There is, according to the designer, no single Pierre Cardin man or woman. His desire is to dress the whole world. Apropos to this desire, a ready to wear line was launched in 1959, much to the horror of the Haute Couture purists whose exclusivity was only a shade less central to their work than their actual designs. But Cardin, unperturbed, had a vision.
“I wanted, in the beginning, to democratize fashion and bring it to the streets, regardless of gender. My first ready-to-wear collection at the Grand Magasin le Printemps was judged by some people to be a sacrilege. I was ostracized by the Chambres de la haute couture, but that did not matter to me in the end . . . Later they offered me the position of President, which of course I refused.”
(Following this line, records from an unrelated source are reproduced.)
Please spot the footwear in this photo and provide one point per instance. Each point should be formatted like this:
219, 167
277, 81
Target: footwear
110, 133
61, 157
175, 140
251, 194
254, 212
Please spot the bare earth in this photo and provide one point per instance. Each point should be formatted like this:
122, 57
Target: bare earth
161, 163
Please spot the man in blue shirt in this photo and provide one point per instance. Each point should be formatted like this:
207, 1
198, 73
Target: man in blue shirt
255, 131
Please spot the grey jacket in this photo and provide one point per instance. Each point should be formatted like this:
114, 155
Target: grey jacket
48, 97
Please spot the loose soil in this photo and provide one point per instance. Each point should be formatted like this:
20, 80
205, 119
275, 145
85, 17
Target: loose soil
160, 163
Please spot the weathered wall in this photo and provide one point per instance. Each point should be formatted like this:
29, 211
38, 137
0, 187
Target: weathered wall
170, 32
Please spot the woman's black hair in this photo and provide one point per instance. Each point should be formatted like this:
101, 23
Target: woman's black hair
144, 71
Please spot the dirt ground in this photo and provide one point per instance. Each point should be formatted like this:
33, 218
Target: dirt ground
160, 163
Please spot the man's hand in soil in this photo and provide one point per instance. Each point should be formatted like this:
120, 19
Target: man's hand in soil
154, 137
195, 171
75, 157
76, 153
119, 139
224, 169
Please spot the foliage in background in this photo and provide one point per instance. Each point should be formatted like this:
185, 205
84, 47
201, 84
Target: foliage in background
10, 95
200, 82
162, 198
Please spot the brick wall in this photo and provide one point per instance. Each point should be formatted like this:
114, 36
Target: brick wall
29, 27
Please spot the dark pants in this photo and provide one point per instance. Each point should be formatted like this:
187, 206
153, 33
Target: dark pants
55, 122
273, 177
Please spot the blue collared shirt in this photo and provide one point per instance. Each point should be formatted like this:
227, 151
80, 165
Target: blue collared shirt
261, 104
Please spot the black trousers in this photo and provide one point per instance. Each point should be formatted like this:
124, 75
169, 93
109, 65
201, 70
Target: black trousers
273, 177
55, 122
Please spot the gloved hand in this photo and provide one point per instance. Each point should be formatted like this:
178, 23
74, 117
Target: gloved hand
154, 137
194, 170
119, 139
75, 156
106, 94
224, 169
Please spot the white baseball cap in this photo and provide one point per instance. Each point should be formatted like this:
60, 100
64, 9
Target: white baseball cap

He was the first designer to license his name, using it to brand an expansive line of products. He has his own fragrance and is a restaurant owner, all of which has contributed to his sizable fortune. A fortune which has allowed him to own his company outright. His detractors deem his proclivity to commercial enterprise an impurity. Others, however, regard him as a maverick.
“Throughout his decades-long career, Pierre Cardin has proved to be a master tailor and designer, as well as an intuitive businessman,” says Yokobosky. “He truly is a twentieth-century renaissance man whose work has advanced fashion and design while continuously giving society a new and breathtaking vision of what the future might look like.”
Cardin introduced his own fabric in 1968, embracing a future of synthetic fabrics by molding a bonded, uncrushable Dynel fiber into three-dimensional patterns. In ’71 he took a trip to NASA and became the only civilian in history to wear an original spacesuit worn by an Apollo 13 astronaut.
However, his most iconic Cosmocorps, a self-invented term, and Space Age ensembles (featured prominently in the exhibition) were not inspired by mid-century space programs but born out of his prescient attraction to the Cosmos. These were fashions he anticipated before the space conquest became real. “I always imagined that man would one day walk on the moon,” he said.
“The storied French couturier has built a name for himself through his futuristic designs. His forward-thinking approaches to fashion and business have consistently established trends and practices in his field, making him one of the most influential designers of this generation,” said Yokobosky.
His creativity is not confined to fashion, Cardin has designed car interiors, exteriors, furniture, and home décor, as well as custom accessories including hats, jewelry, shoes, and sunglasses. All of which will be shown in the exhibit.
Commenting on his enduring future-oriented-now-vintage-still-voguish designs he says: “This fashion of the future was here fifty years ago because it is timeless. I have never wondered about the future of my creations. It’s simply my trademark.”
The exhibit will be on view from July 20, 2019 – January 5, 2020 at the Brooklyn Museum, 200 Eastern Pkwy in Crown Heights. Information about ticket prices is forthcoming.